The flashy machine learning models get all the attention, but they won’t get you anywhere without a good data set. Even a complicated model will produce bad output if you give it bad input. So in their Tech Talk, data engineers Frances Dreyer and Andre Marques break a lance for a clean data set. There are easy ways to give your data a spring cleaning, and there are hard ways to do it. In this blog, Frances and Andre explain all about it.
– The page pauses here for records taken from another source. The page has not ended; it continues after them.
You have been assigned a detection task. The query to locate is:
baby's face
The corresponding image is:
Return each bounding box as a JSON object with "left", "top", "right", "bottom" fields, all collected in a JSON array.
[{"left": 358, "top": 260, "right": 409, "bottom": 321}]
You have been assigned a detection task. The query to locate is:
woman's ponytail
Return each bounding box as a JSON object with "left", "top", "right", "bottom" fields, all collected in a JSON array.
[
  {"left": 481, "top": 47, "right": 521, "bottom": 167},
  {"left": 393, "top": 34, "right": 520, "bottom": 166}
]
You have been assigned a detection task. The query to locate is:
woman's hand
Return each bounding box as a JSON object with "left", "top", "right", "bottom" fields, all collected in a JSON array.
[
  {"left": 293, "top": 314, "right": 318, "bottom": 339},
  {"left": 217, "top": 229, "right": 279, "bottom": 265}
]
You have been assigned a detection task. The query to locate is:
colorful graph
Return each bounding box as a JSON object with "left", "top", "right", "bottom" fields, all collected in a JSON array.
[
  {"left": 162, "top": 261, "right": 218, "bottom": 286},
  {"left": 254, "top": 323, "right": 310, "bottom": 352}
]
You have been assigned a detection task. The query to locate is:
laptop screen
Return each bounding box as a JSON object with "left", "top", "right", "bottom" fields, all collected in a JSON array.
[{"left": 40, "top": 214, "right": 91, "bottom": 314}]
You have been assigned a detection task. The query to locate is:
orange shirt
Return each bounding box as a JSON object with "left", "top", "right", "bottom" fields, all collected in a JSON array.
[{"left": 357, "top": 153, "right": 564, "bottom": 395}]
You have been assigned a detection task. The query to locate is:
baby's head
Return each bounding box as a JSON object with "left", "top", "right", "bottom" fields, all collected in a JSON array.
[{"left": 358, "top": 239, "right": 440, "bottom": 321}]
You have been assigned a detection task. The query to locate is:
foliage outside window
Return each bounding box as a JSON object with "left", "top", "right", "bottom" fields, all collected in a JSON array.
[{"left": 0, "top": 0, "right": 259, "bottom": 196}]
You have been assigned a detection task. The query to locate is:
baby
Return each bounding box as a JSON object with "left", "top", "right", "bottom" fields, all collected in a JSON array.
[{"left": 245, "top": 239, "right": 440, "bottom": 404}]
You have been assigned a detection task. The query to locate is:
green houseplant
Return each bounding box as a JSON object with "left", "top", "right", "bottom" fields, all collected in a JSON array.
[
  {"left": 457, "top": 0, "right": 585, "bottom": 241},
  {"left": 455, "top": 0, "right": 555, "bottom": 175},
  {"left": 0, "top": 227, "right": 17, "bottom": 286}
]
A simple example like this can help everyone understand the importance of good data. But in the real world, we’ve noticed that a lot of scientists don’t pay much attention to it. They usually focus more on the model they’re feeding with the data set. And those who do want to check their data sets, but don’t know where to start, won’t find much help online. We found some articles that described parts of the process, but none that discussed the entire process in detail. So we thought it was high time to create a place that explains how to get a good data set in just a few steps.
We talk about those steps in detail in our Tech Talk, and this blog will give you a good idea. And you’ll see: it’s really quite simple.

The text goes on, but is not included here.